Oh yeah, Under the Boardwalk (The Drifters?)
“We’ll be making love” became “We’ll be fallin’ in love”

What about “The Yellow Rose of Texas”? I first heard that song as a child on a Readers Digest set of records of American songs. One line went “She’s the sweetest little rosebud, this soldier ever knew”. Later I heard it said that the song was aobut a girl of mixed race, and I wondered where they got that idea from. Then I watched a show “Songs of the Civil War”(part of the Cicil War series by Ken Burns) and heard it sung the presumably original way “She’s the sweetest rose of color, this soldier ever knew”

It’s not just folk songs, and not just for children. For example:

“I Get a Kick Out of You” – Cole Porter
In the original lyrics, the second verse begins “I get no kick from cocaine.” This was unacceptable when it went to the movies, so Porter rewrote it to “Some like the perfumes in Spain,” probably the first time anyone sang about Spanish perfumes. That was the standard version used on screen and on TV until Mel Brooks used the original lyrics in “Blazing Saddles.”

“Kodachrome” – Paul Simon
Original lyric: “When I think back about the crap I learned in high school.” When the single was released, there were at least three versions: the original lyrics, one with “crap” replaced with a “beep” and a third where they took “the girls I knew” from the second verse to replace the offending words.

“Lola” – the Kinks
No, it had nothing to do with the implications of transvestism. The first verse says “I met her in a club down in old Soho, where they drink champagne and it tastes just like Coca Cola.” The BBC refused to play it, since they didn’t allow any references to commercial products. Ray Davies went into the studio and changed the last two words to “Cherry Cola” for the single.
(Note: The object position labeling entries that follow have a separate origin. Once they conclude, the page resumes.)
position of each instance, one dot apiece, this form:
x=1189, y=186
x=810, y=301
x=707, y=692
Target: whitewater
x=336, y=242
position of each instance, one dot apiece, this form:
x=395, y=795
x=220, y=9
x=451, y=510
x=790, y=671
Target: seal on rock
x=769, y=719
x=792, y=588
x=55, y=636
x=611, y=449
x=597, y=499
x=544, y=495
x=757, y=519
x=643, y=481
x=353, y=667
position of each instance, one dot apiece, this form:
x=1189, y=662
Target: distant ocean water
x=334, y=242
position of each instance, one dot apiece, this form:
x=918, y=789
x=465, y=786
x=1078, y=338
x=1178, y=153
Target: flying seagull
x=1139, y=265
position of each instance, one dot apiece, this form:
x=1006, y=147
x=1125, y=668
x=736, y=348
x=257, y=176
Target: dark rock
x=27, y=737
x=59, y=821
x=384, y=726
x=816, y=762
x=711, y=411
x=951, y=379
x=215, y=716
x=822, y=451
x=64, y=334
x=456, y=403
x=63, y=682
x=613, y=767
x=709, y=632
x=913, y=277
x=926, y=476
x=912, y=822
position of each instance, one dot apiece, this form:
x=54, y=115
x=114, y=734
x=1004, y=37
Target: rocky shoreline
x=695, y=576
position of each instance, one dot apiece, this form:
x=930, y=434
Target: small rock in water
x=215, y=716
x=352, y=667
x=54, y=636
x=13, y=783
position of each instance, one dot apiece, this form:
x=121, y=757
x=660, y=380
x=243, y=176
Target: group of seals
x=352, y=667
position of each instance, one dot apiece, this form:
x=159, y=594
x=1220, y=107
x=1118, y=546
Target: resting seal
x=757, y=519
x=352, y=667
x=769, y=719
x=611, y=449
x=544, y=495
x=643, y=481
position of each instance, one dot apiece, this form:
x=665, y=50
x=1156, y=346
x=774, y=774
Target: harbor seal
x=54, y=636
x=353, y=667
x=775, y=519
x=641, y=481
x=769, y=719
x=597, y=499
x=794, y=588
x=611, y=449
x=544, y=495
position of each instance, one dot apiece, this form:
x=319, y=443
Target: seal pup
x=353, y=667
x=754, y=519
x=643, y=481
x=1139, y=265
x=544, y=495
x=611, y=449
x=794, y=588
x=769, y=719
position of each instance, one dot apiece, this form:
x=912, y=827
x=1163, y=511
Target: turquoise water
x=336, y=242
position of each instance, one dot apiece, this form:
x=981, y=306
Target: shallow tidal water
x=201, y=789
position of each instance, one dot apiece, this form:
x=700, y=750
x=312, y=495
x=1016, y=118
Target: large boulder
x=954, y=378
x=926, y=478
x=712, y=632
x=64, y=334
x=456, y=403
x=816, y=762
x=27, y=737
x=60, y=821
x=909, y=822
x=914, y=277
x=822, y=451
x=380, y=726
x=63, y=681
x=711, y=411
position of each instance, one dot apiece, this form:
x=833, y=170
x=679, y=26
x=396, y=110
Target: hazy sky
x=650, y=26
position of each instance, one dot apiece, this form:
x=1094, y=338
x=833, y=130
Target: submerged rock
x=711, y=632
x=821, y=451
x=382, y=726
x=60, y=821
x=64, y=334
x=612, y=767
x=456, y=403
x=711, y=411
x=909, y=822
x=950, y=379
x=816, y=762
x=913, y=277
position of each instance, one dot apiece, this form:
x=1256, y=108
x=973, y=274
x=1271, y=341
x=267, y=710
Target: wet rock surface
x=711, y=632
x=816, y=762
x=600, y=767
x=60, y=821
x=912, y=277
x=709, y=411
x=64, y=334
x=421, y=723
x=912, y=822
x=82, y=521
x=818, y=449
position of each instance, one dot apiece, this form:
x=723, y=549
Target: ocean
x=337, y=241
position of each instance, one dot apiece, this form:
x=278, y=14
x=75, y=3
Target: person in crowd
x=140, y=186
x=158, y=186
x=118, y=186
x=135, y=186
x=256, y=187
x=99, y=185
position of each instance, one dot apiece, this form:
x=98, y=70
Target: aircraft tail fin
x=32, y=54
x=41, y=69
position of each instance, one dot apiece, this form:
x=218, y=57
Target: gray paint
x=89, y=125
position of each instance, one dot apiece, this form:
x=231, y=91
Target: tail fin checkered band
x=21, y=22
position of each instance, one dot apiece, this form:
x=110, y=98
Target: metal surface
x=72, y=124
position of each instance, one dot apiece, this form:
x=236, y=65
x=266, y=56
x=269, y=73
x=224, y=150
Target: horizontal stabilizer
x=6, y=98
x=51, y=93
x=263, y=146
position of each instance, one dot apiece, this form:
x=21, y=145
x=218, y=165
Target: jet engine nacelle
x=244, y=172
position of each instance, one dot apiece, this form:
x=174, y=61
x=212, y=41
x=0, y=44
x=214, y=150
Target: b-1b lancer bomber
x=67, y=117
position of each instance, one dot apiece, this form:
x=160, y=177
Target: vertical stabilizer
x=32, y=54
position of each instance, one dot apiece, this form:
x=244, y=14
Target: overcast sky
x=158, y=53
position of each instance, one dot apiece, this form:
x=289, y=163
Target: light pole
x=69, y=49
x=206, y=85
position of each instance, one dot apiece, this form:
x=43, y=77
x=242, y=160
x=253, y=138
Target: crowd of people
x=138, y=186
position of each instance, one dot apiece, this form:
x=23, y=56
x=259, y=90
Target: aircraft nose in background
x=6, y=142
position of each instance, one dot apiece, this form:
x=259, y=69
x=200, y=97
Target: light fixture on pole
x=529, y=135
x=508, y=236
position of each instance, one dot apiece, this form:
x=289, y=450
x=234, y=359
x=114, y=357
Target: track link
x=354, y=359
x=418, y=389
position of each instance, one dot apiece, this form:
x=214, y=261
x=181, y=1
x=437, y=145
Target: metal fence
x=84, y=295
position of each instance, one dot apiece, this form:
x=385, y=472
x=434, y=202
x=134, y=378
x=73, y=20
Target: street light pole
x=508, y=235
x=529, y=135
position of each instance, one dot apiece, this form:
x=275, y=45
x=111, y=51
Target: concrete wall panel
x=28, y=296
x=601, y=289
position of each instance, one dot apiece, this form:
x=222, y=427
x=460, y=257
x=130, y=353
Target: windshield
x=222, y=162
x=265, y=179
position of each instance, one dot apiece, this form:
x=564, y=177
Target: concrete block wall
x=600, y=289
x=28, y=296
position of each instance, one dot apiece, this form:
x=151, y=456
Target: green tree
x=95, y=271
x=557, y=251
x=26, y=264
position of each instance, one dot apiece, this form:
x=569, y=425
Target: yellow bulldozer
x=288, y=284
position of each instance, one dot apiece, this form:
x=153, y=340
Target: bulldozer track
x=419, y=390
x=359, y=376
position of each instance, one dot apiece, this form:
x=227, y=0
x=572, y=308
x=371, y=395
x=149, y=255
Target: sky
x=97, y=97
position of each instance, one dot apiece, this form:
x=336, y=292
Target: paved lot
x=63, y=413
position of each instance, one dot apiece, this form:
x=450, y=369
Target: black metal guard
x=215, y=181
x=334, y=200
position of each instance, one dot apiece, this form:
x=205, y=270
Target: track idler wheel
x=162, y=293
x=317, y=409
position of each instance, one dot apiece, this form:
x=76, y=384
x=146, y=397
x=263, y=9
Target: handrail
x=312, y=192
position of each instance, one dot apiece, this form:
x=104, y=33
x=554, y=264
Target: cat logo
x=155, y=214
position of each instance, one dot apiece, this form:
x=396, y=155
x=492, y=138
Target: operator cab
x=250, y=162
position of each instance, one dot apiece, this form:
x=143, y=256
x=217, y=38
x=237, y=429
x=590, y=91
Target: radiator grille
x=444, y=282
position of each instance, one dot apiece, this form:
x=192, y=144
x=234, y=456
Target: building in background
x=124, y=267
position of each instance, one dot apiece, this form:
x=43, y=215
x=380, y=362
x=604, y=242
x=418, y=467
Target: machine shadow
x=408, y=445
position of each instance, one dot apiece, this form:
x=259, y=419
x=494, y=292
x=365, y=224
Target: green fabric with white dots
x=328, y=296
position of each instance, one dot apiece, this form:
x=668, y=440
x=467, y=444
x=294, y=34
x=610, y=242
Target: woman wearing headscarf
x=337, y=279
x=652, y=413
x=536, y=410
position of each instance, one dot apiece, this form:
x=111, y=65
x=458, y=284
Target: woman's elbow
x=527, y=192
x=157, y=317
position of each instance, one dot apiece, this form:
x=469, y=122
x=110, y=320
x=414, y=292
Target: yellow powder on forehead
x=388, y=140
Was this only bleeped in the video? If so, it’s almost certain to be MTV’s no-product-endorsements policy. They also blur out product logos in videos and in their shows, unless it’s a deliberate placement by one of their sponsors.

Let’s not forget the infamous saga of the Mom’s Apple Pie album cover. Sometime back in the 70s a record of no doubt forgettable tunes was released. The only notable thing about it that rescued it from total obscurity was thw cover painting. A woman licks her lips as she holds out an apple pie with a slice out of it. In the center of the sliced-open pie you see a nice little pink vulva rendered in loving detail.

Apparently that brought the heat down on them. The original cover was withdrawn and in its place they used . . . the exact original picture. Except that this time the vulva was painted over with a miniature Berlin Wall topped with barbed wire. Cops were added outside, looking in the kitchen window.

With the Beatles’ Butcher Album cover, they censored satirical violence. With Mom’s Apple Pie they censored sex and got satire in response The original became a minor collector’s item.

My favorite example of this is the Smiley Lewis song One Night of Sin which has become known as One Night with You in Elvis’ popular cover of it. Actually, Elvis did record a version with the original lyrics, but it wasn’t widely released. Compare:

[original]
One night of sin
Is what I’m now paying for
The things I did and I saw
Would make the Earth stand still

Don’t call my name
It makes me feel so ashamed
I lost my sweet helping hand
I got myself to blame

Always lived, very quiet life
Ain’t never did no wrong
But now I know that very quiet life
Has cost me nothing but harm

[scrubbed]
One night with you
Is what I’m now praying for
The things that we two could plan
Would make my dreams come true

Just call my name
And I’ll be right by your side
I want your sweet helping hand
My loves too strong to hide

Always lived, very quiet life
I ain’t never did no wrong
Now I know that life without you
Has been too lonely too long

Also, the lyrics to Little Richard’s Tutti Fruiti have been cleaned up, according to The Story of English. The song used to contain these lines:

Tutti frutie, good bootie
If it don’t fit, don’t force it
Get it greasy, make it easy.

As much as they whitewashed these lyrics, Pat Boone went two shades whiter.

I remember a song called “Mississippi Mud” from The Muppet Show. It went, “It’s neat to beat your feet on the Mississippi Mud.” I discovered years later that it was an old Tin Pan Alley tune whose lyrics origianlly said, “When the darkies beat their feet on the Mississippi Mud.”